= Covenant of salt =

Arrangement in the Bible

A covenant of salt was a cultural practice in the ancient world in which one party would form a covenant by eating the salt of the other. Usually the party with the greater power or authority provided the salt. Salt was seen as extremely vital for life, so much so that among many cultures, it was thought to be the vital substance in the blood itself that made things alive. Thus, eating someone else's salt was seen as equally significant to drinking their blood, a variation of the idea of blood brothers, in which two people are thought to symbolically share in a common source of life by exchanging blood, as if the two lives had become one.
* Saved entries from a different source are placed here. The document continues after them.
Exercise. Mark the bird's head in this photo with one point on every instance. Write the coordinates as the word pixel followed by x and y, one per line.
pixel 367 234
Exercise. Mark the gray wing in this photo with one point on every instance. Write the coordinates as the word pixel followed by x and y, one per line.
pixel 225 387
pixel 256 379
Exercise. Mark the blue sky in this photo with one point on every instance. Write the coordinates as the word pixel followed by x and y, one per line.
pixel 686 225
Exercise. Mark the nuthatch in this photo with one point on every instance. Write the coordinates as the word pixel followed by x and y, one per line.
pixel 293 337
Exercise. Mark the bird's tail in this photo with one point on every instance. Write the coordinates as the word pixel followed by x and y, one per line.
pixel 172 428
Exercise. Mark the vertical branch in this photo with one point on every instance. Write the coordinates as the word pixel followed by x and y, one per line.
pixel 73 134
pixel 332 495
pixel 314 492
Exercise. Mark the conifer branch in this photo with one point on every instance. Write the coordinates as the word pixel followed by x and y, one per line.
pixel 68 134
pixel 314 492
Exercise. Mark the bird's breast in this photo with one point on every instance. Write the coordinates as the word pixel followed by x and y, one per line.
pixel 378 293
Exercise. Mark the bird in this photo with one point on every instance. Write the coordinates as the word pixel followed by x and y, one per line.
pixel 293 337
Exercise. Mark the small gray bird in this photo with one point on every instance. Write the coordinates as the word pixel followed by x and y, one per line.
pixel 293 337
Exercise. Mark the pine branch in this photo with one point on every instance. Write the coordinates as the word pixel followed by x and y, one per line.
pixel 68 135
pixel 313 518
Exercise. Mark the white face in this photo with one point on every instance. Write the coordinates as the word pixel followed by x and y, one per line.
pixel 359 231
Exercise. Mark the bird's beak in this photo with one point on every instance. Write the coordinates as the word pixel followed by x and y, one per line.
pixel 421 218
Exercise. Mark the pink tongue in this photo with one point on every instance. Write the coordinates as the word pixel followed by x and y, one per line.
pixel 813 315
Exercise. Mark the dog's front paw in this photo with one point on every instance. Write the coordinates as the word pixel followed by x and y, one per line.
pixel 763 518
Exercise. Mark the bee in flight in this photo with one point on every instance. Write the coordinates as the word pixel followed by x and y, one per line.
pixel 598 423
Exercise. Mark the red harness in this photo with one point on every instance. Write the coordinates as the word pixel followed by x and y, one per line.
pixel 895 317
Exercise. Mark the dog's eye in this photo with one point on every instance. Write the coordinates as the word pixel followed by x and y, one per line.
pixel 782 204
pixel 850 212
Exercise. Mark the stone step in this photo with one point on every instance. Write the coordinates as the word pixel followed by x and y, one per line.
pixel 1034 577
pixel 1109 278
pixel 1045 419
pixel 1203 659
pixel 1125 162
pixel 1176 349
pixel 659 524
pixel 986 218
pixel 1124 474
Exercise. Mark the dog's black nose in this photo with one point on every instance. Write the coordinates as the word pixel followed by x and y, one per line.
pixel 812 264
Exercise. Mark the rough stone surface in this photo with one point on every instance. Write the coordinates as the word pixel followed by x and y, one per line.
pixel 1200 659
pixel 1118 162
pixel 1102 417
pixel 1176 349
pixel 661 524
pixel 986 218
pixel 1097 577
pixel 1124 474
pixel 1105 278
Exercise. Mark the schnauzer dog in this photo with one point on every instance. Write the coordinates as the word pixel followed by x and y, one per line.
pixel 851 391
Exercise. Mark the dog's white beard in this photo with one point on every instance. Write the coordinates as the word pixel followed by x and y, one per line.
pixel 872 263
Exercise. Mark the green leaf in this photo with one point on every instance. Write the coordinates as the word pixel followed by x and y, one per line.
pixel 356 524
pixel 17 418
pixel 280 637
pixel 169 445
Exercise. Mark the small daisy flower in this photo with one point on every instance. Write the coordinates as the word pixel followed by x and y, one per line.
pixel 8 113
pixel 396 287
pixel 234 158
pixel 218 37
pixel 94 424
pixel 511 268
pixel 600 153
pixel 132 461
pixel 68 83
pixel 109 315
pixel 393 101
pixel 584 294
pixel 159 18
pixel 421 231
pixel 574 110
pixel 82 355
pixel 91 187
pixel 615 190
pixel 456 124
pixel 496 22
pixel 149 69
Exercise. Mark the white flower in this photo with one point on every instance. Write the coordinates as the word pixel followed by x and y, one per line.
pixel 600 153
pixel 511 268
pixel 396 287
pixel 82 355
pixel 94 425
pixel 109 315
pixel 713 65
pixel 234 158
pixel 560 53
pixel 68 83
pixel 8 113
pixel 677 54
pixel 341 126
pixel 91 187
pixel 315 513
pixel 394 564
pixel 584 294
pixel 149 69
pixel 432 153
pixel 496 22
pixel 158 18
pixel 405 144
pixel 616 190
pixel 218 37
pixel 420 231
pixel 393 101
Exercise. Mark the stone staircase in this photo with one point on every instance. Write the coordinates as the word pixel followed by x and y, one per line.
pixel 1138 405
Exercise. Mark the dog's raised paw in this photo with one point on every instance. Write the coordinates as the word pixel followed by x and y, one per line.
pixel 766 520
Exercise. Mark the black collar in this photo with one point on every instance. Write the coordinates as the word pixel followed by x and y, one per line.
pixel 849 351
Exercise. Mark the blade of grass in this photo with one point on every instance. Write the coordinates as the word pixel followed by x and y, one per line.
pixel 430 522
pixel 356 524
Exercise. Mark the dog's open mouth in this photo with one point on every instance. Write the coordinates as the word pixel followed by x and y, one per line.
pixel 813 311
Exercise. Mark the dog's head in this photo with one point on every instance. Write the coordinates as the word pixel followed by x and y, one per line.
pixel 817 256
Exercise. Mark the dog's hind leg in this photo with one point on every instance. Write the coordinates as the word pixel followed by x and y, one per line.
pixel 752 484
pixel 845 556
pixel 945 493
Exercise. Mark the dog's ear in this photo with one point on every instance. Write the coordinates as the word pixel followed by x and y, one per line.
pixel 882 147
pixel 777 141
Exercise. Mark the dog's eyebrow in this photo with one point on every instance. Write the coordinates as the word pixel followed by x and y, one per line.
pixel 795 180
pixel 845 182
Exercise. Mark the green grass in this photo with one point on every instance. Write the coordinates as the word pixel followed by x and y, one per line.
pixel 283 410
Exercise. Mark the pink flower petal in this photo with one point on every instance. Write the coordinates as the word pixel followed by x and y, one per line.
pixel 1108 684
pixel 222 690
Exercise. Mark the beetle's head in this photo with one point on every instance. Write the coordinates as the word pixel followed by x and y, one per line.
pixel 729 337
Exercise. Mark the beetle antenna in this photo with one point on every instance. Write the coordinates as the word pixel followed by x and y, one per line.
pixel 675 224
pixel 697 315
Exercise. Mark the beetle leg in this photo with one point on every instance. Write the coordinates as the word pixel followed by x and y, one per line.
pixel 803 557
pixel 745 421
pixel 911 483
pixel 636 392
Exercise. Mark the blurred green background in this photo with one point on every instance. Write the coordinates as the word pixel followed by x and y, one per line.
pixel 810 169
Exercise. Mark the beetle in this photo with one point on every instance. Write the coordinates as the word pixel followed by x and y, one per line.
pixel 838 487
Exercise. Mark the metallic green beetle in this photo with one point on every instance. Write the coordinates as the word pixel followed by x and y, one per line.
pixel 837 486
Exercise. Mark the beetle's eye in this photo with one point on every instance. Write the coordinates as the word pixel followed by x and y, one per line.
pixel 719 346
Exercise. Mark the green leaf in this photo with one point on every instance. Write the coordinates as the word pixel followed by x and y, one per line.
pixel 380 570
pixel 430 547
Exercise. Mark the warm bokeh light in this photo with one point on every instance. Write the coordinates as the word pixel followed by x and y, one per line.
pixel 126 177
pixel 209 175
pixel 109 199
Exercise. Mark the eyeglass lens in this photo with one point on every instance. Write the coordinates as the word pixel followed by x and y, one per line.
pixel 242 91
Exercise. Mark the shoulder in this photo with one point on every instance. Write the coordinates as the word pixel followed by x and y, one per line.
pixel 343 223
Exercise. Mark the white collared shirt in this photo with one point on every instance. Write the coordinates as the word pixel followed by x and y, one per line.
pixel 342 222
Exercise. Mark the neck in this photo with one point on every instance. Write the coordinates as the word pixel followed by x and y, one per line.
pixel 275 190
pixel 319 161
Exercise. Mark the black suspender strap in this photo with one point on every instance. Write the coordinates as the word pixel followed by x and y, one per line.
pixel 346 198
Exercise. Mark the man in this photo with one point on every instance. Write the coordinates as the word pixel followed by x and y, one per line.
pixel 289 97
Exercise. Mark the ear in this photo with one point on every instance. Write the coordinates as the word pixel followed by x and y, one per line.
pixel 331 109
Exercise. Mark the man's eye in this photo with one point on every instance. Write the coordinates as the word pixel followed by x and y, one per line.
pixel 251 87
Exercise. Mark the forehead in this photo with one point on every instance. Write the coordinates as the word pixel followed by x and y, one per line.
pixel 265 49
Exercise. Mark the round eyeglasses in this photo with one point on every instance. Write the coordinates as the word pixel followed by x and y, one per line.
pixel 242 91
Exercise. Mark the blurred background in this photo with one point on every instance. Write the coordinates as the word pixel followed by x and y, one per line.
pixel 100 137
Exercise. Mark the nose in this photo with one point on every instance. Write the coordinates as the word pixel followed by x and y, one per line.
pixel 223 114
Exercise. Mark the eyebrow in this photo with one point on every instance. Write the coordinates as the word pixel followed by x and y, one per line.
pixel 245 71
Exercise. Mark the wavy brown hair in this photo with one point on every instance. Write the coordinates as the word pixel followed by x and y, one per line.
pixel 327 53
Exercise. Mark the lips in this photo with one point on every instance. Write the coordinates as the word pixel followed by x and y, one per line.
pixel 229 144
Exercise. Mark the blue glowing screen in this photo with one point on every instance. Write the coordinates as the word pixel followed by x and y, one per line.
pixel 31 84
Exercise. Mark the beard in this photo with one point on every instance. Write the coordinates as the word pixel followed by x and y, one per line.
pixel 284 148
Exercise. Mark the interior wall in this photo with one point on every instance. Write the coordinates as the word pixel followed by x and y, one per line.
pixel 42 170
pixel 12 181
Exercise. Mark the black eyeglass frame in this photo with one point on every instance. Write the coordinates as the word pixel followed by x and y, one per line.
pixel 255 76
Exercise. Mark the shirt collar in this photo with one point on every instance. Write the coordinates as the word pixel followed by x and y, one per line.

The two parties involved in the covenant were bound by this sacred rite to be loyal to each other for life, ensuring that they do not harm one another, and look out for the other's interests.

In the ancient Near East, salt was almost always an ingredient of bread. Thus eating bread with another person was a simple and common method of sharing salt in a meal, and was for all intents and purposes synonymous with making a covenant of salt.

==In the Bible==

The phrase covenant of salt (ברית מלח) appears twice in the Hebrew Bible:

In the Book of Numbers, God's priestly covenant with the Aaronic priesthood is said to be a covenant of salt. In the second book of Chronicles, God's covenant with the Davidic kings of Israel is also described as a covenant of salt.

The commandments regarding grain offerings in the Book of Leviticus state "every offering of your grain offering you shall season with salt; you shall not allow the salt of the covenant of your God to be lacking from your grain offering. With all your offerings you shall offer salt."

Although these are the only explicit mentions of the covenant of salt in the Bible, there are other verses which possibly allude to it.

In Ezra 4, Rehum the commander and Shimshai the scribe write a letter to the king of Persia to try to stop the construction of the second temple. In verse 14 they write "Now because we receive support from the palace, it was not proper for us to see the king’s dishonor; therefore we have sent and informed the king". A more literal translation of the phrase 'we receive support' is 'we eat salt', indicating an obligation of loyalty to the king to look out for his best interests, since they ate his salt.

In 1 Sam 18:3, David and Jonathan make a covenant. Though the text never explicitly states it, it might have been a covenant of salt, established by eating bread together. In 2 Sam 9:10, David shows kindness to Mephibosheth by letting him always eat bread at his table. Psalm 41:9 describes the hurt that the psalmist had received from their trusted friend, indicating that he had eaten of his bread.